Se trataba de los primeros grandes cruceros que iban a pasar por el archipiélago en el inicio de la temporada de verano, uno operado por la empresa Holland America Line y el otro por la compañía alemana AIDAcara.
“Es totalmente inapropiado adherirse a la acción, lo que equivale a un chantaje. Estas empresas de grandes cruceros son actores importantes”, dijo una fuente del gobierno británico citada por el Daily Mail en una nota publicada en la víspera.
Además, agregó: “Hemos dicho a los grupos de cruceros que no pueden responder a la agresión económica de Argentina hacia las Malvinas”.

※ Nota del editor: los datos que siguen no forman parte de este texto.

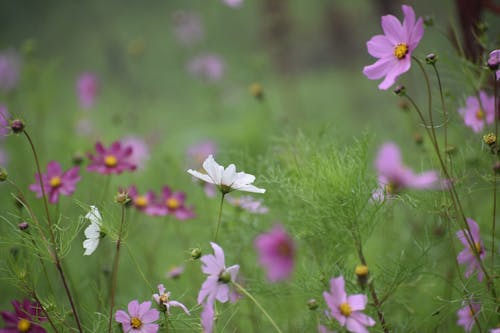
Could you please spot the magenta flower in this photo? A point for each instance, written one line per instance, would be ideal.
(347, 309)
(111, 160)
(216, 286)
(56, 182)
(467, 256)
(163, 299)
(172, 203)
(25, 318)
(466, 316)
(394, 48)
(478, 112)
(87, 88)
(394, 176)
(140, 318)
(276, 253)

El diario británico publicó ayer que los habitantes de las islas temen que el “boicot” argentino impacte negativamente en su economía, a raíz de la caída de visitas de cruceros.
“Estamos profundamente preocupados al enterarnos de que una compañía de cruceros ha tomado la decisión de cancelar una visita a las Islas Malvinas después de un violento acto de intimidación en contra de sus agentes de embarque en la ciudad de Buenos Aires”, afirmó un portavoz.
Señaló, a la vez, que “tratar de estrangular la economía de un pequeño grupo de islas no beneficia a nadie y sólo condena a los que prestan su apoyo”.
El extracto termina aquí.